The Bully Blockers Club by Teresa Bateman
Lotty Raccoon is excited to start the school year. She has a new teacher, shoes, and a backpack. But when Grizzly Grant begins to bully, her enthusiasm wanes. She tries different methods to make him stop, and initiates a club for other tormented targets.
Say Something by Peggy Moss
A girl stands silent when classmates are bullied, then learns her lesson when no-one helps her when she is attacked. Illustrations reflect a diverse student population. This book eloquently explores a common trend in today's schools, and suggests a worthy solution - say something.
Is It Because? by Tony Ross
What makes Peregrine Ffrogg a bully? A boy and his dog wonder why Ffrogg constantly gives them trouble.
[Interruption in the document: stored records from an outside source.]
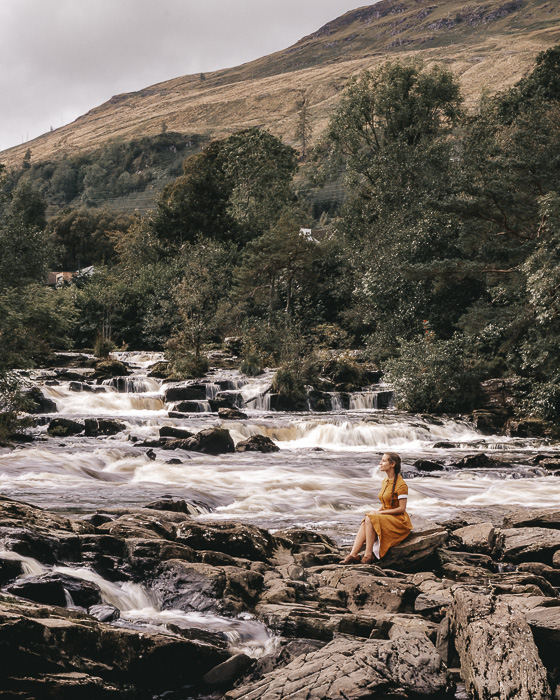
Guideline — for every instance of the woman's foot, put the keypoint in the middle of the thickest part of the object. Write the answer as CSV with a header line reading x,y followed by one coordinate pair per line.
x,y
351,559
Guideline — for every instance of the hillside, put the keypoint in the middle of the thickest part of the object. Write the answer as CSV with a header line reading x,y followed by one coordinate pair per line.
x,y
489,44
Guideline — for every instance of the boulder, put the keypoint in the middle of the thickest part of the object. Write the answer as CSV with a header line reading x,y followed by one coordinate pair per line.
x,y
418,549
37,640
477,538
172,432
211,441
425,465
499,658
405,666
235,539
226,413
38,402
363,590
103,426
54,589
530,544
257,443
110,368
479,461
535,517
62,427
188,392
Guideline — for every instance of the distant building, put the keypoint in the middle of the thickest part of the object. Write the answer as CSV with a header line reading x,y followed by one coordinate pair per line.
x,y
59,279
317,235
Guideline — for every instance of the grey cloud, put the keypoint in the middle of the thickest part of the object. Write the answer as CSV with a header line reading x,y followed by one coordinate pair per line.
x,y
60,58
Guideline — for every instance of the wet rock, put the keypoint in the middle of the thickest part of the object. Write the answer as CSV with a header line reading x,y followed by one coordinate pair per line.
x,y
549,573
477,538
536,517
489,422
530,544
38,402
418,549
36,640
225,674
235,539
62,427
364,591
231,414
52,589
172,432
212,441
103,426
104,613
201,587
358,669
189,392
257,443
9,569
189,407
110,368
479,461
498,655
425,465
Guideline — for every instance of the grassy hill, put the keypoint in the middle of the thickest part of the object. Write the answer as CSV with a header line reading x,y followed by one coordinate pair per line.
x,y
489,44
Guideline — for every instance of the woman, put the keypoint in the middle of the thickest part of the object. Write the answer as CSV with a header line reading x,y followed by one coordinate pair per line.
x,y
390,524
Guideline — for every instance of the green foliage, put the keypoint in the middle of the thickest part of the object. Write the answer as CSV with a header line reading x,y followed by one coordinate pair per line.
x,y
12,403
435,375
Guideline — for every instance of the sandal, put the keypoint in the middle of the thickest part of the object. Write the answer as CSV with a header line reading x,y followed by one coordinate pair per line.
x,y
351,559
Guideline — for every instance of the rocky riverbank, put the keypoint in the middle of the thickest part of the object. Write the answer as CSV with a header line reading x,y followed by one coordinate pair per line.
x,y
464,594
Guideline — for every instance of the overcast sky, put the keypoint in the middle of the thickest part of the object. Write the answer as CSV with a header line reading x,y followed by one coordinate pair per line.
x,y
60,58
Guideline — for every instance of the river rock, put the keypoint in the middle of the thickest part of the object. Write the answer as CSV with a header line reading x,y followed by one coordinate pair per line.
x,y
211,441
110,368
257,443
499,658
37,641
425,465
226,413
477,538
177,433
52,588
357,669
103,426
418,549
535,517
235,539
479,461
530,544
189,392
365,591
62,427
38,402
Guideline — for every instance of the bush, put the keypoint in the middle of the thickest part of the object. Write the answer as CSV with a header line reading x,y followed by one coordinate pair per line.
x,y
251,365
435,376
543,401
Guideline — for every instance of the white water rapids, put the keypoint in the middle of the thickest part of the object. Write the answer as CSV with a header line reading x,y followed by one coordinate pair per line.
x,y
324,477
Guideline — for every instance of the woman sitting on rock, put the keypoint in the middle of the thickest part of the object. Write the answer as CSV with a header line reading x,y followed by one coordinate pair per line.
x,y
390,524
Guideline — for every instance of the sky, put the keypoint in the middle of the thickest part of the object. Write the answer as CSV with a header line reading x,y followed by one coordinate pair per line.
x,y
61,58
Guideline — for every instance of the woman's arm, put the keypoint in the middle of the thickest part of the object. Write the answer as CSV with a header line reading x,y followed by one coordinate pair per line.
x,y
396,511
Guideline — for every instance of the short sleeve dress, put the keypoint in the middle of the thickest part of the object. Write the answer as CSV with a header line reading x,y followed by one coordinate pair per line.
x,y
390,529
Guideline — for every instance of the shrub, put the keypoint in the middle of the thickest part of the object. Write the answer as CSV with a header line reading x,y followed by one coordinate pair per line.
x,y
435,375
543,401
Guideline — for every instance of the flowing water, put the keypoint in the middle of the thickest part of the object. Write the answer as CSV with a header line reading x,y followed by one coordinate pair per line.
x,y
324,477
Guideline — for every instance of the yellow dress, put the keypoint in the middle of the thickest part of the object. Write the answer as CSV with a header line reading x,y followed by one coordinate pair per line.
x,y
391,529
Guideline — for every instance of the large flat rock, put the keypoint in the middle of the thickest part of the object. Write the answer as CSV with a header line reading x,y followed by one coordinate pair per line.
x,y
499,658
407,665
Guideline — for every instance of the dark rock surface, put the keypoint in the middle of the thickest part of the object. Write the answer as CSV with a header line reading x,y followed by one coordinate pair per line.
x,y
257,443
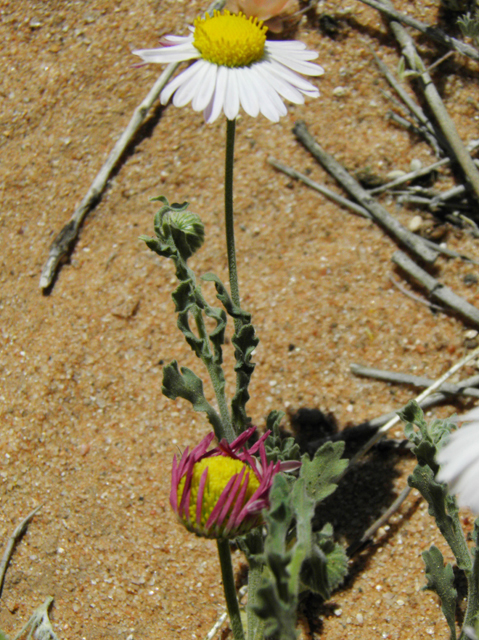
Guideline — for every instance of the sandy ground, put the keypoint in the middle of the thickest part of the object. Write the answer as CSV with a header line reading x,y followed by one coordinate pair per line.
x,y
85,429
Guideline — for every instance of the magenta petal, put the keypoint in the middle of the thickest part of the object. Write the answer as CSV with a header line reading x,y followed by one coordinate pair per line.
x,y
231,499
218,508
234,521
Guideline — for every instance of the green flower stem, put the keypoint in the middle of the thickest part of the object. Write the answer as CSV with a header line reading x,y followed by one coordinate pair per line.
x,y
255,626
229,226
471,615
218,383
229,589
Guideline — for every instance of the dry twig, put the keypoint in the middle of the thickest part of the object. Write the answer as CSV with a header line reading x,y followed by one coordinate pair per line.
x,y
355,207
384,219
435,102
437,290
416,381
386,427
431,401
413,175
16,535
433,32
67,236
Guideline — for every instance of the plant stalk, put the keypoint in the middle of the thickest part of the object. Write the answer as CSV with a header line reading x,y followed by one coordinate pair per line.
x,y
229,589
229,226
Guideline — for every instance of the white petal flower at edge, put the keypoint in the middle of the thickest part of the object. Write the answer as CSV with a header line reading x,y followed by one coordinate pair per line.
x,y
235,66
459,462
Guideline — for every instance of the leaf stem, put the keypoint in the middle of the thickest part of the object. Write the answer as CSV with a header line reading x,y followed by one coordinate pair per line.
x,y
229,226
229,589
218,383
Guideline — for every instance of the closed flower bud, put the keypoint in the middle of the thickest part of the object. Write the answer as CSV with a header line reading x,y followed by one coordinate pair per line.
x,y
221,493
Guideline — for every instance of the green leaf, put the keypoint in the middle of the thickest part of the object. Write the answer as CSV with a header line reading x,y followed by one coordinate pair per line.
x,y
277,448
322,472
187,385
440,579
279,516
279,616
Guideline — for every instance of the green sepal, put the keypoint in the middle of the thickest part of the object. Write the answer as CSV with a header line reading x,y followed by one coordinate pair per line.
x,y
440,578
279,616
187,385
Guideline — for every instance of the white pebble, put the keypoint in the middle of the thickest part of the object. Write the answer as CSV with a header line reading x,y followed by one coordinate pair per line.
x,y
416,165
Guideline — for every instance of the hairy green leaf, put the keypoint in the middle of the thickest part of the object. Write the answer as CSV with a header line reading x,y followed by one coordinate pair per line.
x,y
185,384
321,473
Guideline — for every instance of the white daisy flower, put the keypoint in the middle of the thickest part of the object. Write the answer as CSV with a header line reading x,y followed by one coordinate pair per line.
x,y
235,65
459,462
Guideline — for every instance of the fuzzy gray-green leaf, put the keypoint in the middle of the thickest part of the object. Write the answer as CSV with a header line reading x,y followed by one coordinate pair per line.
x,y
440,579
187,385
322,472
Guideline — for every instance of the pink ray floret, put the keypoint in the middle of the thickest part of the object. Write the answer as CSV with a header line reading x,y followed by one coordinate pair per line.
x,y
234,512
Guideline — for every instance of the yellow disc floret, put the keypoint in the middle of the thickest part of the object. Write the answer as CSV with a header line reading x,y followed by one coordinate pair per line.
x,y
220,470
230,40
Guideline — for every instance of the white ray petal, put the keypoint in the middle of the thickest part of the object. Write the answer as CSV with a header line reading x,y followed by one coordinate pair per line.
x,y
189,89
271,105
179,80
231,103
178,39
205,89
248,95
285,89
307,68
290,76
290,45
164,55
214,108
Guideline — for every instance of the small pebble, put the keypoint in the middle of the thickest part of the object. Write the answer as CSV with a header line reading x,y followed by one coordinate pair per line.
x,y
470,278
415,224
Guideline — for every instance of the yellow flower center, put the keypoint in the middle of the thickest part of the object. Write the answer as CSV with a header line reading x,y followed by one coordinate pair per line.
x,y
229,40
220,470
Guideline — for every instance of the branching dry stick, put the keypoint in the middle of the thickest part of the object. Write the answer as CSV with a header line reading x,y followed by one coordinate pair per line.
x,y
426,127
432,32
67,236
437,290
386,428
344,202
11,545
384,219
320,188
431,401
411,295
435,103
416,381
413,175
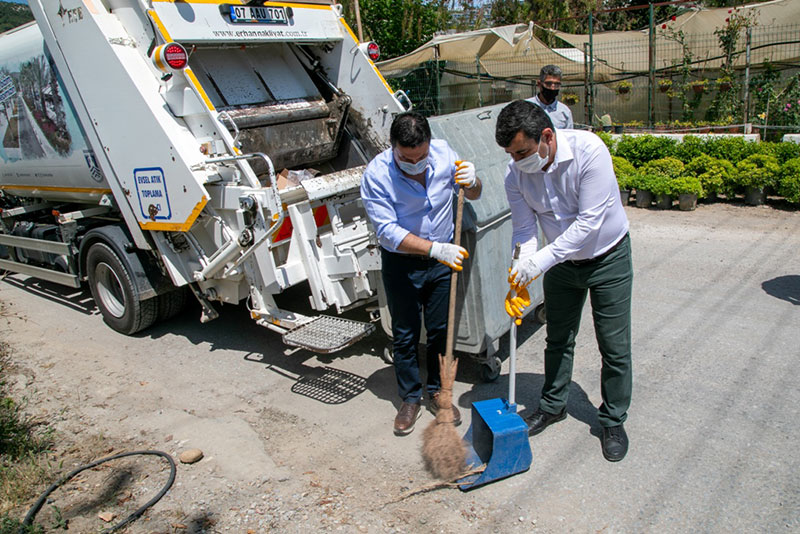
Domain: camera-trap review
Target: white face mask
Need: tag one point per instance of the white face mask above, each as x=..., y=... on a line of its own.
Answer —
x=412, y=169
x=534, y=162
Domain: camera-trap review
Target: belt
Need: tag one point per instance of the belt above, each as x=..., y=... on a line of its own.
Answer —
x=601, y=256
x=421, y=257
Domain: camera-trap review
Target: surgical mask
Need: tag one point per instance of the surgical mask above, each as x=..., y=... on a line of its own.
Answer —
x=534, y=162
x=549, y=94
x=412, y=169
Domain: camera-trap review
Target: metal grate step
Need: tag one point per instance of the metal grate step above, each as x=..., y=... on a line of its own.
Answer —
x=327, y=334
x=333, y=386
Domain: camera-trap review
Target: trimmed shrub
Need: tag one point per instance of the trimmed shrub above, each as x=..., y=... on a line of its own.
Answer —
x=669, y=167
x=690, y=148
x=641, y=149
x=624, y=171
x=686, y=184
x=715, y=175
x=783, y=152
x=733, y=149
x=789, y=180
x=758, y=170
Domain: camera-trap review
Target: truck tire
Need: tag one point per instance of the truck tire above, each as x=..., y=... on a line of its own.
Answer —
x=115, y=293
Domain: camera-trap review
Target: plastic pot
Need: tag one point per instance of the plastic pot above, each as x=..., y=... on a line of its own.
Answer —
x=687, y=201
x=663, y=202
x=643, y=198
x=754, y=196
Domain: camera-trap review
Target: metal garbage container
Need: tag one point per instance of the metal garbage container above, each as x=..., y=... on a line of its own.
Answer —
x=486, y=233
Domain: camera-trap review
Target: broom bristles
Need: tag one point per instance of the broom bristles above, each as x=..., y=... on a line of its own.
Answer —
x=442, y=448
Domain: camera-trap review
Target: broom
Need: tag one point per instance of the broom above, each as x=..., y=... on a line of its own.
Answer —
x=442, y=448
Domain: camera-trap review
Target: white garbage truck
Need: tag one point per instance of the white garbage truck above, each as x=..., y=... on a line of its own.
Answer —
x=142, y=147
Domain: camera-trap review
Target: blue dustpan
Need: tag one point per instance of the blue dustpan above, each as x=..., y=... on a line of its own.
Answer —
x=498, y=436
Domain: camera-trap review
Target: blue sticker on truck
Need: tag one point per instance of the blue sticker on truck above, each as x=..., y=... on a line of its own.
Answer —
x=151, y=188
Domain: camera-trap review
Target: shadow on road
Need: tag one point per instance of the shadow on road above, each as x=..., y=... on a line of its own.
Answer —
x=79, y=299
x=784, y=287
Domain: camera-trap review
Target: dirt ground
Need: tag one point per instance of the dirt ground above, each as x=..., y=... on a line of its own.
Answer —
x=713, y=423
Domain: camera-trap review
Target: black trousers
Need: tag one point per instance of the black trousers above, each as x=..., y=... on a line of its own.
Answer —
x=608, y=282
x=416, y=286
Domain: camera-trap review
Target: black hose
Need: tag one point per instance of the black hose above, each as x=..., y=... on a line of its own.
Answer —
x=135, y=515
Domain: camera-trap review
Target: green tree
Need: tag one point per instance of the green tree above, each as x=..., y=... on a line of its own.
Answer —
x=398, y=26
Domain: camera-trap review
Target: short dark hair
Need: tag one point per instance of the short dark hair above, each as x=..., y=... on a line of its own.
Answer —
x=550, y=70
x=521, y=116
x=409, y=129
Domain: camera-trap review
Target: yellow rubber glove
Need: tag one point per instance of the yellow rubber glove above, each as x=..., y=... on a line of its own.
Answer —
x=449, y=254
x=516, y=302
x=465, y=174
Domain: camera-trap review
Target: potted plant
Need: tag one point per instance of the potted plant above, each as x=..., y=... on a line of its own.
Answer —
x=724, y=83
x=756, y=173
x=641, y=182
x=715, y=175
x=688, y=189
x=624, y=172
x=698, y=86
x=661, y=187
x=789, y=180
x=663, y=171
x=570, y=99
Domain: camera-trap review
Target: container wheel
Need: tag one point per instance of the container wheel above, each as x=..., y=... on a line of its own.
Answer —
x=490, y=370
x=115, y=294
x=388, y=354
x=539, y=314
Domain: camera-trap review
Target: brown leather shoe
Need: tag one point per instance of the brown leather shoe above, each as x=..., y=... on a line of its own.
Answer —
x=434, y=407
x=407, y=415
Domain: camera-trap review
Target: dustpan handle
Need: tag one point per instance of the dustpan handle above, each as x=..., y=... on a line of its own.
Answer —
x=512, y=344
x=451, y=308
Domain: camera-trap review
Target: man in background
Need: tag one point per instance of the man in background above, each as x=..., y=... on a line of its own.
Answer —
x=549, y=85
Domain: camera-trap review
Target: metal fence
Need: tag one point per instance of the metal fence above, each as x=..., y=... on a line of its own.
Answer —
x=679, y=84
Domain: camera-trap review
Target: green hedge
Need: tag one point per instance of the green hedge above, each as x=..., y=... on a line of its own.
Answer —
x=789, y=180
x=723, y=165
x=641, y=149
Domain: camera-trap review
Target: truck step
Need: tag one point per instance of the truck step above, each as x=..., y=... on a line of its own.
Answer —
x=326, y=334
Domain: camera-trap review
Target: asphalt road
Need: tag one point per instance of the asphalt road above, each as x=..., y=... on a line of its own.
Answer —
x=713, y=424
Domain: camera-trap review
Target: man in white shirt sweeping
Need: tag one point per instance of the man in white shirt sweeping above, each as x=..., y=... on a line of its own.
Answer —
x=564, y=180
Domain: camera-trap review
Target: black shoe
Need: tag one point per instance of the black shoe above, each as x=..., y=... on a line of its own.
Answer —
x=539, y=420
x=615, y=443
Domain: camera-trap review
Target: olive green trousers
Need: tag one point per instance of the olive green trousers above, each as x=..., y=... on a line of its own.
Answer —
x=608, y=281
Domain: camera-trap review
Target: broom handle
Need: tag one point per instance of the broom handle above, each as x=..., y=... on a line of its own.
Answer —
x=451, y=308
x=512, y=344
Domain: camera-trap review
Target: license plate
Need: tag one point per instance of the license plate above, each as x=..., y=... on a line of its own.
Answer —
x=259, y=15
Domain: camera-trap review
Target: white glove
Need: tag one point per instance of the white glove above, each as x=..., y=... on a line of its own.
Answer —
x=465, y=174
x=449, y=254
x=523, y=274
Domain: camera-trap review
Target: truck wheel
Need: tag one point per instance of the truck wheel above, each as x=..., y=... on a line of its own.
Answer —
x=115, y=293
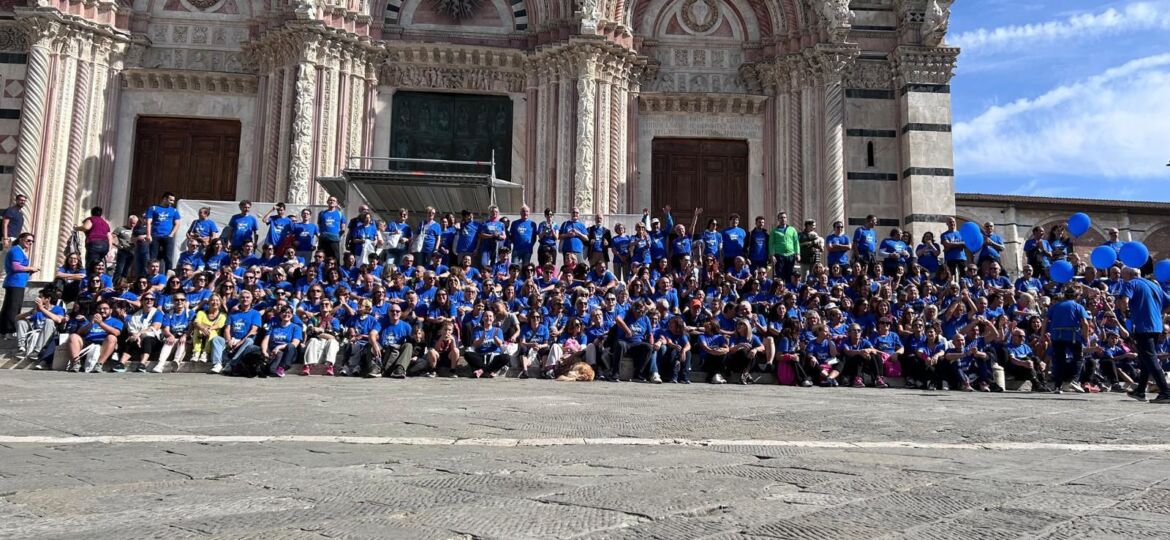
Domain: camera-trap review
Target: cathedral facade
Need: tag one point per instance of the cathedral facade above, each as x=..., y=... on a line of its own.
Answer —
x=826, y=109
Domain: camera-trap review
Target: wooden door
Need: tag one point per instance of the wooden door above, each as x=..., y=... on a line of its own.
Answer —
x=194, y=158
x=700, y=173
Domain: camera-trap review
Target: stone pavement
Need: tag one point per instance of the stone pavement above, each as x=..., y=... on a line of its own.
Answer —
x=201, y=456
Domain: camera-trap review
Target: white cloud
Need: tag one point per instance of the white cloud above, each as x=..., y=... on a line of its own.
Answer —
x=1112, y=125
x=1134, y=16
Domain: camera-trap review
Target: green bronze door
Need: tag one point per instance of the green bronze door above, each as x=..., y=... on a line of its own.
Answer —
x=458, y=126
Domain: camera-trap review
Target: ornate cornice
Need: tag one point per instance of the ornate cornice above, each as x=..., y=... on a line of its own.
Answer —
x=701, y=103
x=181, y=81
x=926, y=64
x=869, y=75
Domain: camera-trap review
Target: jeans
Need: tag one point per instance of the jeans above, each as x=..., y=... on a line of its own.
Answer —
x=1149, y=365
x=160, y=248
x=785, y=265
x=1066, y=361
x=284, y=360
x=219, y=346
x=522, y=258
x=124, y=261
x=96, y=251
x=641, y=353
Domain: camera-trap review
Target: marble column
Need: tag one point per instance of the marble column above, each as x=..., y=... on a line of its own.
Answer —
x=300, y=140
x=27, y=171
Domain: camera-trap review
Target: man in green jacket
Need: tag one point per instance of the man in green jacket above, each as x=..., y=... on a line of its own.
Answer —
x=784, y=248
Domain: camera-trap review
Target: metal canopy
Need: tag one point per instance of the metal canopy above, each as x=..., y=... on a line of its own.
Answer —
x=389, y=184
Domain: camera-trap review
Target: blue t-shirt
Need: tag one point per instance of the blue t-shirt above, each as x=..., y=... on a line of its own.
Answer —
x=330, y=223
x=837, y=257
x=988, y=250
x=490, y=228
x=12, y=277
x=394, y=334
x=865, y=240
x=204, y=228
x=488, y=336
x=241, y=229
x=757, y=246
x=431, y=234
x=572, y=244
x=277, y=227
x=97, y=333
x=1065, y=320
x=163, y=220
x=305, y=236
x=1147, y=300
x=283, y=334
x=952, y=254
x=522, y=236
x=179, y=322
x=639, y=330
x=240, y=323
x=734, y=240
x=467, y=237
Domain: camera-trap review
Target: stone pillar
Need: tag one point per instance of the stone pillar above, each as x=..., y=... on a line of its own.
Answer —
x=76, y=145
x=300, y=140
x=830, y=63
x=924, y=136
x=586, y=116
x=40, y=34
x=564, y=140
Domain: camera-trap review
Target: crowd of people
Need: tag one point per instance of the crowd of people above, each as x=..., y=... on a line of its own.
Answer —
x=477, y=296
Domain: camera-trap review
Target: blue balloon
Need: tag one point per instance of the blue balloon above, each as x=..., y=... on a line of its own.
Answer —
x=1079, y=223
x=1061, y=271
x=1103, y=257
x=1134, y=254
x=972, y=235
x=1162, y=270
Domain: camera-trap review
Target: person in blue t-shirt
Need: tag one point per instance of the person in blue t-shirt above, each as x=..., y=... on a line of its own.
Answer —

Is it his name, or that he looks like a dog? A story to soothe the hurts of bullies and the bullied.
Missing Matthew by Kristyn Dunnion
Matthew Stein is a recent arrival in a small town where nobody gets involved in anyone else's business. His presence and absence at school is really only noted by Matthew, a member of the Rebel Squad and the bullies who taunt him daily. When Matthew goes missing, the Rebel Rescue Squad makes his case a priority, and it is they who discover that most of the assumptions made about his disappearance are wrong. It turns out that the mystery that lies at the center of the adult relationship in the town is also key to the mystery surrounding Matthew. Hilarious and thoughtful, this novel from a new author will charm readers with its insight into the lives of children.
Stitches by Glen Huser
When Travis finally begins junior high, some things in his life get better, but others get much worse. Travis is a different kind of kid, and at his age different does not go over well with one's peers. He lives with his eccentric aunt and uncle in a trailer full of little kids, his best friend is disabled and lives with her wild biker brothers, and to make him an even bigger target, he dreams of being a puppeteer. Now surviving the nasty taunts and attacks of bullies has become a part of his every day reality. Will things erupt into violence before the play is complete? Winner of the 2003 Governor General Award for Children's Literature.
Dork on the Run by Carol Gorman
Dorks and cool kids alike should get ready to resume rooting for this irresistible underdog whose foray into the perplexing politics of a middle school election are as insightful as they are hilarious. Jerry Flack is running against Gabe, an opponent willing to go to any lengths to win the election. While Jerry handles the abuse of his tormentor, a subplot about a third grader who is bullying his little sister is integrated into the novel. In both cases, children will react to the treatment of the Flacks and to the way they deal with being the object of such unwanted attention.
Owen Foote, Frontiersman by Stephanie Greene
Nobody could love the woods more than Owen Foote, except maybe his idol Daniel Boone or his best friend Joseph. In this story, Owen builds a treehouse in a neighbour's woods and discovers how to overcome bullies with his brains and the support of this family.
My Dog, Cat by Marty Crisp
In contemporary suburbia, fourth-grade Abbie dog-sits for his aunt's Yorkshire terrier. Already picked on by the school bully, he hates the thought of escalated teasing when out in public with a sissy dog. However, bonding begins when he rescues Catullus from being dressed as a doll and, of course, boy and dog are totally attached at book's end when Cat catches a robber and stands up to the bully and his Akita. The tale is sweet, if predictable. True dog lovers will enjoy the story, as well as the advice on dog shopping in the afterword.
Who The Man by Chris Lynch
At 13, Earl is bigger and physically more mature than the other kids in his school, and he doesn't hesitate to use violence to handle conflicts. His tough-talking father actually eggs him on and encourages him to take care of himself. The novel follows a week in the boy's life after he has been suspended from school for fighting. In a rhythmic first-person narration, Lynch gets inside the head of the type of student who exists in many schools-the misunderstood kid whose confusion and anger gets him pegged as a brute and a bully, yet hidden beneath are layers of sensitivity, vulnerability, and loneliness. Readers are privy to Earl's confused thoughts about his parents, religion, his one friend, and an older girl on whom he has a crush. During that same week, he shows the first inklings of a new understanding of the world, learning that most situations are not black and white, and right and wrong are not defined in terms of absolutes.